Back to Dave. The funny thing about the regionalized Philadelphia accent is what they do to the letter "e."

It's terrible. Or, as Dave would say, "turrible."

I tease him. (and he teases me back, as I will demonstrate in a moment.)

Think of the following phrase, and you'll fully understand what I'm talking about: "Dave, say 'Terrible Cherry Syrup'." "Turrible Churry Surrip," says Dave. Tee hee.

Dave says I say "syrup" like this: "SEE-rup." He completely wrinkles his nose when he says the "SEE" part.

The area where I've live has it's own regionalization and it's very own accent. The Pennsylvania Germans, also known as Pennsylvania Dutch, live here - specifically in more rural towns. Famous PA Dutch phrases, for the truly Dutch, are things like "Outten the liahts, now ohnst..." That means "Turn the lights out." A popular regional commercial features two famous local Dutchies, Homer and Pumpkin. They argue back and forth "You're a reeeel pisa work, don-CHA-KNOOOO?" They call each other "Doom BUHnees." (Dumb Bunnies)

Dave says I talk like the Dutchies. He's wrong - but the PA Dutch have a certain melodic cadence to their phrasing that I sometimes catch myself using... It would be as if each sentence finished at a slightly higher pitch than it started. I'm sorry I can't demonstrate this for you in writing. Dave makes sure I am made aware of every instance I fall into this linguistic pattern.

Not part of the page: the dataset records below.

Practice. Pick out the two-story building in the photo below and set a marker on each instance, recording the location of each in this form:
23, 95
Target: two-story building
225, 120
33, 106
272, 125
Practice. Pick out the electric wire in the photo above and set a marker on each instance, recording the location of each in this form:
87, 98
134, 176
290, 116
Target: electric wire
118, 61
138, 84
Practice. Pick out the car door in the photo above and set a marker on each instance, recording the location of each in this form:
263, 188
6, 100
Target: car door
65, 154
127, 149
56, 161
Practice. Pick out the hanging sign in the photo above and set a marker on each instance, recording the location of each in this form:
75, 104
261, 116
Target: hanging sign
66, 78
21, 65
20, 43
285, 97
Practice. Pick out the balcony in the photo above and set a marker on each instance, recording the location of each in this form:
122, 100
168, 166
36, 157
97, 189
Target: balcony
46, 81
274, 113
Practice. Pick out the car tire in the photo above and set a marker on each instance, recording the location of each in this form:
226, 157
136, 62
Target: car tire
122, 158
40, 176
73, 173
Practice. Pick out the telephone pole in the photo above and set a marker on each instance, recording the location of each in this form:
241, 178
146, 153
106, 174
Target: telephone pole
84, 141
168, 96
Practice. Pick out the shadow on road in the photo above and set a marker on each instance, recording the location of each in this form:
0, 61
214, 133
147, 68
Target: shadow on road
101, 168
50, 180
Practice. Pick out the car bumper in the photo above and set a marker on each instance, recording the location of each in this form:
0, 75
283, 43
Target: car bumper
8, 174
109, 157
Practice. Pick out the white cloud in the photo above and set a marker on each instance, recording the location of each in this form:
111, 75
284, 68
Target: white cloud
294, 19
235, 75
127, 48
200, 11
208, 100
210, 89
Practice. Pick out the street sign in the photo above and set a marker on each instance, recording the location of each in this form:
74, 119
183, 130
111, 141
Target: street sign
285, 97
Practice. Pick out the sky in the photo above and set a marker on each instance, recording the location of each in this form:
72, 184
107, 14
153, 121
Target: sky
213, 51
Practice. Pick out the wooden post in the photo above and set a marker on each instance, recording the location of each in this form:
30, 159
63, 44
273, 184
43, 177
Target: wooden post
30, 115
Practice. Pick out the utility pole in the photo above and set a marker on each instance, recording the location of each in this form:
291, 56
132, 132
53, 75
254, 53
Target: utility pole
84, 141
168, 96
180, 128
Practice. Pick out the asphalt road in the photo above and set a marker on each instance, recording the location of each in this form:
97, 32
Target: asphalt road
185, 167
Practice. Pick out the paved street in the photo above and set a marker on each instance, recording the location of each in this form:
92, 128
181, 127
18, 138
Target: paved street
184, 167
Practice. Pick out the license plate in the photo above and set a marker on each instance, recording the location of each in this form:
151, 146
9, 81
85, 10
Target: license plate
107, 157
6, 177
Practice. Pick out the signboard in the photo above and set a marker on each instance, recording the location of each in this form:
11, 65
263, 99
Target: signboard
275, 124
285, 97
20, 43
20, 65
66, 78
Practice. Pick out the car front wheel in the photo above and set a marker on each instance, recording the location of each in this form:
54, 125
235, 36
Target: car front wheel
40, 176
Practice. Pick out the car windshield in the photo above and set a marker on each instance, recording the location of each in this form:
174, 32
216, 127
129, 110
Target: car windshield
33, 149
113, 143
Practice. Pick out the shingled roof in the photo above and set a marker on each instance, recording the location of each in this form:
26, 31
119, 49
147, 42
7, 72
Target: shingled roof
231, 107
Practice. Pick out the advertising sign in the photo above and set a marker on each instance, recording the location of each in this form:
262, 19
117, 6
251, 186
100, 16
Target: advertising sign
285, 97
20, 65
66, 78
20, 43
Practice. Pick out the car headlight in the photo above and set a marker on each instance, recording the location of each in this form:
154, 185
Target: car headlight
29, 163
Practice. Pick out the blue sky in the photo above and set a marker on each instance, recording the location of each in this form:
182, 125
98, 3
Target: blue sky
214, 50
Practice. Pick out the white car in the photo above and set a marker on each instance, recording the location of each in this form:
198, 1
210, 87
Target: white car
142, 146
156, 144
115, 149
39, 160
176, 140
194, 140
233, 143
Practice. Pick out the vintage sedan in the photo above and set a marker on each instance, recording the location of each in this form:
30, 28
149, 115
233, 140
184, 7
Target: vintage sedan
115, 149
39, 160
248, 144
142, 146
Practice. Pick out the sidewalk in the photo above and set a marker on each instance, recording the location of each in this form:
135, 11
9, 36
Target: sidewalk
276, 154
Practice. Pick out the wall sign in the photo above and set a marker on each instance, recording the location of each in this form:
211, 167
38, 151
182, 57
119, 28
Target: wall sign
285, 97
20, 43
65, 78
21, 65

It's okay, though. Whenever something bad happens - I just tell him it's turrible.

And for sharing my story with you, I feel much butter now, so y'all come back now, y'heeeeiah?


  • At 4:17 PM, Blogger Trixie said…

    Fasinating isn't it ? I listened to HP's sister Maverick doing some wild accents (mostly British) this weekend and was so amazed. She could do it for a living. Wow. I have absolutely no hear for anything language or musical.